Ailleurs, ce sont des amis qui sont partis vivre leur confinement ensemble, et qui auront le loisir de se connaître avec plus de profondeur. Ce sont des élans de générosité de ceux qui avaient la place dans une maison de famille, et qui en font profiter les autres. Pour cela, encore, il me semble important de dire merci.
Cette crise est enfin une occasion de revenir à un ancrage local et responsable. Nous voyons combien notre pays souffre de savoir-faire que nous avons laissés partir ailleurs. Nous déplorons d’avoir délaissé au-delà du raisonnable certaines activités, alors qu’il est plus simple et plus écologique de les produire ici, au plus près du lieu où elles sont utilisées, consommées.

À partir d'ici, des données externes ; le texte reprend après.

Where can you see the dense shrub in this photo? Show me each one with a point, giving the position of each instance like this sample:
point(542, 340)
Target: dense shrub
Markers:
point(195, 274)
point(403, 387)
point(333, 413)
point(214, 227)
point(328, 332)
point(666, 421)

J’espère que nous saurons tirer les leçons de nos erreurs, et qu’après cette période de crise, nous serons prêts à davantage de production locale, quitte à en payer le prix un peu plus élevé. Car nous voyons bien que nous ne pouvons pas tirer profit de tout et gagner sur tous les tableaux. C’est sans doute le prix d’une certaine impéritie et d’un certain égoïsme, que nous payons aujourd’hui.
Aussi ai-je un sentiment de gratitude à l’égard de cet événement qui nous force à regarder chacun en nous, et à balayer devant notre propre porte.
Se laisser emplir de compassion
Loin de moi, encore une fois, la tentation de donner des leçons. Je voulais simplement partager avec vous quelques réflexions qui me sont venues, au cours de cette première partie de période de bouleversements.
Je ne voudrais pas, non plus, oublier qu’un grand nombre de nos sœurs et de nos frères souffrent, personnellement ou indirectement touchés, dans cette pandémie incomparable depuis de nombreuses décennies. Ce sont nos proches, que nous les connaissions personnellement ou non, enfants de notre Terre, et qui partagent notre génotype.
Éprouver à leur égard de la compassion est non seulement soutenant pour eux, mais c’est en plus, bénéfique pour soi, des études ayant montré qu’elle augmentait le taux d’endorphines, les hormones du bonheur. Etre plus heureux en se reliant aux autres, n’y a-t-il pas là un enseignement inspirant pour revoir notre manière de vivre ensemble ?
Les temps qui viennent ne seront pas faciles pour beaucoup, matériellement. Je pense notamment aux familles les plus démunies, aux TPE en situation précaire, et aux populations de pays moins bien dotés que nous en matière de santé publique.
On ne peut que s’unir à la souffrance de l’autre. Mais il y a aussi place à l’espoir et à la gratitude, nous le constatons chaque soir lorsque les anonymes applaudissent au dévouement du personnel soignant.
Alors, n’attendons pas que nos enfants nous demandent, un jour, ce que nous avons fait pour tirer les enseignements de nos égarements. Méfions-nous de notre mémoire courte et choisissons, individuellement, de sortir de cette crise grandis, plus conscients et plus sages.